2025年後期のNHK連続テレビ小説『ばけばけ』は、1890年に来日し『知られぬ日本の面影』『怪談』などの名作文学を残した小泉八雲(パトリック・ラフカディオ・ハーン)さんと、彼を支え、さまざまな怪談を語った妻の小泉セツさんがモデルの物語です。本作の第5週では、ついに主人公「松野トキ(演:高石あかり)」の未来の夫「レフカダ・ヘブン(演:トミー・バストウ)」と出会いました。
23話ではヘブンが泊まっている花田旅館に、トキの養父「松野司之介(演:岡部たかし)」が現れます。牛乳配達の仕事をしている司之介は、ヘブンに牛乳1合を20銭で売り付けました。劇中ではトキの売るシジミが3合で6銭、花田旅館の女中「ウメ(演:野内まる)」の月給が90銭と説明されています。
松江中学の英語教師として月100円もらえるヘブンは特に気にしていませんでしたが、SNSでは司之介のとんでもない「ぼったくり行為」に対し、「牛乳ぼったくりすぎ!父上のしれっと悪事をやらかして悪びれる様子もないの、そういうとこだからね」「そもそも高価なものとはいえ、牛乳1本20銭はさすがにやりすぎじゃないの?」「胡散臭さに磨きがかかった父上」「未来の義理の息子からぼったくる司之介」などと、ツッコミが相次ぎました。

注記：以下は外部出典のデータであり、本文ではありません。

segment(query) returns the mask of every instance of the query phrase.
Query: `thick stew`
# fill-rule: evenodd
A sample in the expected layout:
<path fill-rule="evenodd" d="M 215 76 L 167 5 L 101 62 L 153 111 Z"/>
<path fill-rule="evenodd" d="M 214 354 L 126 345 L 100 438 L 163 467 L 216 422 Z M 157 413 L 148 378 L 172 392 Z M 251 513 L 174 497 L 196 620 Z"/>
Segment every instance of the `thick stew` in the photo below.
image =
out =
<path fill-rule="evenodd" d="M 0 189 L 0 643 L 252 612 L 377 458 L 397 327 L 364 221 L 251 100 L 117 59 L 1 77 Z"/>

そして、松江市殿町にある歴史資料館、松江歴史館もこの場面に反応し、公式X(旧:Twitter)で
「本日の #ばけばけ、牛乳販売をしている司之介がヘブン先生というよい得意先を見つけました。史実では、小泉八雲に牛乳を配達していたのは、南田町にあった鴻生舎です。明治20年(1887年)の新聞広告によれば1合3銭とのこと。司之介はヘブン先生に牛乳1合20銭で売りつけていましたが、これは犯罪ですね。」
とポストしています。
たしかに、1887年5月2日の山陰新聞の広告には、ラフカディオ・ハーンさんに毎日牛乳を配達していた鴻生舎(こうせいしゃ)の牛乳が、「1合3銭」であることが書かれていました。司之介はなんと、7倍近い値段をぼったくっています。
司之介は個人で牛乳を仕入れて売っているわけではなく、松牛舎という会社の社員として牛乳を配達している身です。モデルの鴻生舎は、松江初の牛乳搾取業者で、牛舎と処理所、家屋敷あわせて3ヘクタールの土地を持ち、1873年から1944年まで70年以上続きました。近所の松江病院(現:松江日赤病院)にも牛乳を届けていた、優良企業だったそうです。
今回の司之介のぼったくりが会社にばれたら、とんでもないことになってしまうかもしれません。